Words By Catharine Livingston
Photo By Livia Corona
For journalists, the rule is simple: Tell the untold story. Which is why, shortly after the United States withdrew from the Kyoto Protocol in 2001, Elizabeth Kolbert decided to investigate global warming. "Even as we were warned that the world was getting warmer and warmer, no one seemed to care," says the 46-year-old staff writer for The New Yorker. "I thought, either this is a really big deal--in which case it's being horrifically under-covered--or it isn't, in which case we could forget about it."
Since then, Kolbert has carefully exposed the facts of climate change--that carbon dioxide levels are approaching those of prehistoric days, that the Arctic ice cap has a good chance of disappearing by the end of this century, and that the world is, without a doubt, getting problematically warmer--in articles like "The Climate of Man" for The New Yorker and one book, Field Notes from a Catastrophe: Man, Nature, and Climate Change. Her reporting has taken her from the messy New York City office of a leading climate modeler to the tiny Alaskan village of Shishmaref, and has earned her a science journalism award from the American Association for the Advancement of Science.
Until a few years ago, most media outlets shied away from climate change--in part due to a concern that the science simply wasn't in it, and because bad environmental news was thought of as too depressing. Kolbert quickly learned that the vast majority of scientists had arrived at a consensus: that our world had already begun to change. Her reporting takes readers to the front lines of climate science. "People are doing fascinating things and they've made fascinating discoveries," she says. Like the glaciologists drilling a five-inch-wide, 10,000-foot-deep hole in the Arctic ice cap whom she profiled in her 2002 article on climate history, "Ice Memory." Or the paleoclimatologist featured in her three-part series in 2005, "The Climate of Man," who counts the bodies of dead plankton. "One thing I've tried to secure is science writing as opposed to environmental writing."
Kolbert's journalism career began at The New York Times, where she started as a copy girl shortly after college, sorting the mail and answering phones. She stayed at the paper for 14 years, and ended up covering state politics, before joining The New Yorker in 1999. Without a set beat, Kolbert gravitated toward environmental stories, and has since devoted much of her writing to climate change and topics such as the mysterious disappearance of honeybees.

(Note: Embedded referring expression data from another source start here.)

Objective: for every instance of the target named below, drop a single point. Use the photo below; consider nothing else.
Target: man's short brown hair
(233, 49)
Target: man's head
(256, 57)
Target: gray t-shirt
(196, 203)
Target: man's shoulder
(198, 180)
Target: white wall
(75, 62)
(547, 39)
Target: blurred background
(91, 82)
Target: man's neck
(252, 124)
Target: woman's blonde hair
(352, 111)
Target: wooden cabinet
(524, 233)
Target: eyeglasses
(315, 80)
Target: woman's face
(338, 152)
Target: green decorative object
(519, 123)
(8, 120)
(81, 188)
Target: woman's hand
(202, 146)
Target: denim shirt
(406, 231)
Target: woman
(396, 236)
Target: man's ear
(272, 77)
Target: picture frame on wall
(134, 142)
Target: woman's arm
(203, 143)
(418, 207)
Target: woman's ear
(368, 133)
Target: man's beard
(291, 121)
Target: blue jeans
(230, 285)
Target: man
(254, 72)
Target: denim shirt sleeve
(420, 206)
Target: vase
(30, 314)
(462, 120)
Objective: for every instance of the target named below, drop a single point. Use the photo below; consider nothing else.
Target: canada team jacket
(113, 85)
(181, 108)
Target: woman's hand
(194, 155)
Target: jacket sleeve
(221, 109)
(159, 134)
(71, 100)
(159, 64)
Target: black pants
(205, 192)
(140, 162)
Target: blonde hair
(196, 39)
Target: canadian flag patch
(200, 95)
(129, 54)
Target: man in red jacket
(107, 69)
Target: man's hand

For a recent New Yorker article, Kolbert raised a hive of bees in her back yard, hoping to better understand the causes of the mysterious disappearance of the insects across the country.
Thanks in part to her reporting, Kolbert is now one of many journalists covering the signs and causes of our changing climate. But while public awareness has certainly increased, she's not convinced it has been met with a will to action on a grand scale. "People still think, 'Oh, it'll get warmer, maybe we'll get more hurricanes, but we'll basically carry on as before.' I don't think they realize that we're taking the climate somewhere it hasn't been for millions and millions of years."

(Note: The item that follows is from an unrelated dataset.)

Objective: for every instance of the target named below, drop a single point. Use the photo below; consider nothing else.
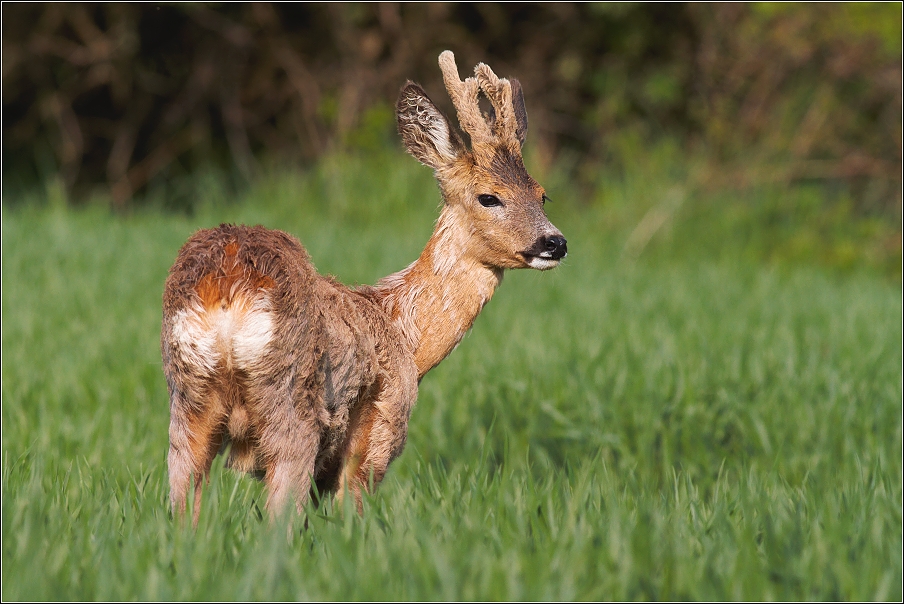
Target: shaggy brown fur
(307, 379)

It's hard to avoid sounding alarmist when you're talking about potentially cataclysmic events. The last line of "Climate of Man" reads: "It may seem impossible to imagine that a technologically advanced society could choose, in essence, to destroy itself, but that is what we are now in the process of doing." Kolbert says she agonized over such a stark assessment, but in the end decided it wasn't worth glossing over the truth. "The point of the whole series was: No! Global warming will not happen slowly. It could happen very fast."
In the end, Kolbert suggests, the solution to global climate change will require more than the sacrifices of individuals. "You just don't solve a problem of this magnitude by everybody chipping in," says Kolbert. "We need to elect someone who's going to do something."